On Wed, 16 Mar 2005, Araucaria Araucana wrote:

On 15 Mar 2005 at 14:12 PST, Forest Simmons wrote:
Here's my sales pitch (to EM members) for RAV/ARC:

When candidate X beats Y in both approval and by head-to-head choice,
let's say that X strongly beats Y.

If X strongly beats Y then both approval and pairwise methods agree that Y
should not win.

What happens if we eliminate all of the candidates that are strongly
beaten?

The remaining candidates form a set P that are totally ordered by the
ordinary pairwise beat relation.

Notice that this set P is the set of all candidates of which none is defeated by any candidate higher up on the approval order.



The top of this totally ordered chain is the RAV/ARC winner.

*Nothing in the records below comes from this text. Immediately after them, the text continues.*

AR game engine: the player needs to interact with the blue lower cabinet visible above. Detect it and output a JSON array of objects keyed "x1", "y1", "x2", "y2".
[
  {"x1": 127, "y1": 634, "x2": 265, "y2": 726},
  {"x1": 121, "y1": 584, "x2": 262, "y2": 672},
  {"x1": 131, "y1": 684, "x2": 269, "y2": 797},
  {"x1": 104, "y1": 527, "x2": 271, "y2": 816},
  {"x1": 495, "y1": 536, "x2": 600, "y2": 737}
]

That ends my EM sales pitch for RAV/ARC. [I would use a different pitch
for the general public.]

[First post using gmail address instead of mailinator]

Hi Forest,

According to this sales pitch, RAV/ARC does not have quite the same effect as
Approval-seeded Bubble Sort [aka Total Approval Ranked Pairs, Tournament
Voting (approval-seeded)].

It picks the same winner, but it doesn't give a social order of all of the candidates.


I think that "total order" might be the confusing phrase. "Total order" means transitive and antisymmetric. It doesn't mean that it orders all of the original candidates.

The order is total on the set P defined above.


Using ABS, it is possible that a candidate X could end up ranked below the Approval Winner AW, but because a higher-seeded candidate Y defeats X but is defeated by AW, X cannot end up in your set P.

What your example shows is that P is sometimes a proper subset of the candidates that end up (in the sorted list) higher than or equal to the AW.


In other words, being in P will guarantee ending up higher than or equal to the AW in the final sorted order, but it is not a necessary condition.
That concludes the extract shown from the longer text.